Son 72 saatte içinde bu ülkede olanlar bir yılda Avrupa’nın herhangi bir ülkesini bırakın on ülkenin toplam gündeminde yaşanmıyor.
Bu hafta neler oldu güzel ülkemizde;
- Hdp Milletvekili Ömer Faruk Gergerlioğlu’nun dokunulmazlığı kaldırıldı. Gergerlioğlu meclis binasından ayrılmayarak eyleme başladı.
- Hdp’ye kapatma davası açıldı.
- Andımız kaldırıldı.
- İstanbul Büyükşehir Belediyesi mülkiyetindeki Gezi Parkı, Vakıflara verildi.
- Büyükşehir belediyelerinin yetkileri sınırlandırıldı.
- 4,5 ay önce göreve gelen Merkez Bankası Başkanı Naci Ağbal görevden alındı.
- İstanbul Sözleşmesi’ni onaylayan ilk ülke olan Türkiye, sözleşmeden çekildi.
Hangi maddeden başlayalım ne diyelim ne yorum yapalım bilemiyorum.

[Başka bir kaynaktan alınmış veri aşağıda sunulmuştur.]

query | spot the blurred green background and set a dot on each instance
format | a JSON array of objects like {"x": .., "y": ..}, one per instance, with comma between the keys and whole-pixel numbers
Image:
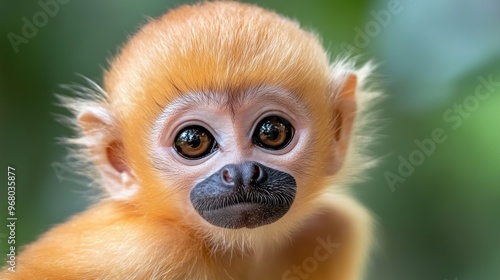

Ben artık ülkemde olanlara üzülmekten yoruldum. Haberleri izlemiyorum, gazete okumuyorum fakat gene çare olmuyor. O kadar büyük skandallar yaşanıyor ki bir şekilde önüme çıkıyor gelişmeler. Ama sosyal medyadan ama insanların dile getirmesinden kaçış yok.
Parti kapatma davalarından en çok şikayet eden iktidar partisi önce Hdp'nin belediyelerine kayyum yoluyla çöktü daha sonra genel başkanını hakim karşına çıkarmadan tutukladı mahkemenin beraat kararına rağmen serbest bırakmadı başka bir gerekçeyle yeniden tutukladı. Tekrar ve tekrar ediyorum devlet bunların suçunu ispat etsin sonra müebbet versinler fakat sırf iktidar suçlu dediği için kimse tutuklanamaz. Grup toplantılarında esip gürlemekle olmuyor bu işler. Andımız kaldırıldı, Cumhur ittifakı tarafından. Söyleyeceklerim bu kadar.
Büyükşehirleri kaybetmenin intikamını halktan alamadığı için belediyelerden alıyorlar. Sosyal yardım paralarına el koyuyor, ucuza ekmek satmasını yasaklıyor, yetkilerini elinden alıyor, belediye meclislerini kaosa çeviriyorlar. Sosyal demokrat belediyelerin belediyecilik konusunda inanılmaz başarılarını gölgelemek baltalamak istiyorlar. Merkez bankası başkanı 2001'den bugüne 7. kez değişti. Akp eski milletvekili Şahap Kavcıoğlu yeni başkan olarak atandı.
Türkiye Barolar Birliğine bağlı 77 baronun ortak açıklamasından: "İstanbul Sözleşmesi, kadınların, çocukların herkesin temel hak ve özgürlüklerini güvence altına alan ve şiddet mağdurlarının korunması, rehabilitasyonu ve bir daha aynı şiddet vakalarının yaşanmaması için topyekûn bir birlikteliği öngören, herkesin yaşama hakkının teminatı bir uluslararası antlaşmadır. İstanbul Sözleşmesi; çok uzun yıllardır sürdürülen kadın hakları mücadelesi ve kazanımları ile hazırlanmıştır. Bu nedenle binlerce yıllık mücadeleye dayanan, bu uğurda yitirilen canların emeklerinin ve kişi hak ve özgürlüklerine ilişkin çok önemli hukuki kazanımlarımızın bir gecede yok edilebileceğinin sanılması çok büyük yanılgıdır."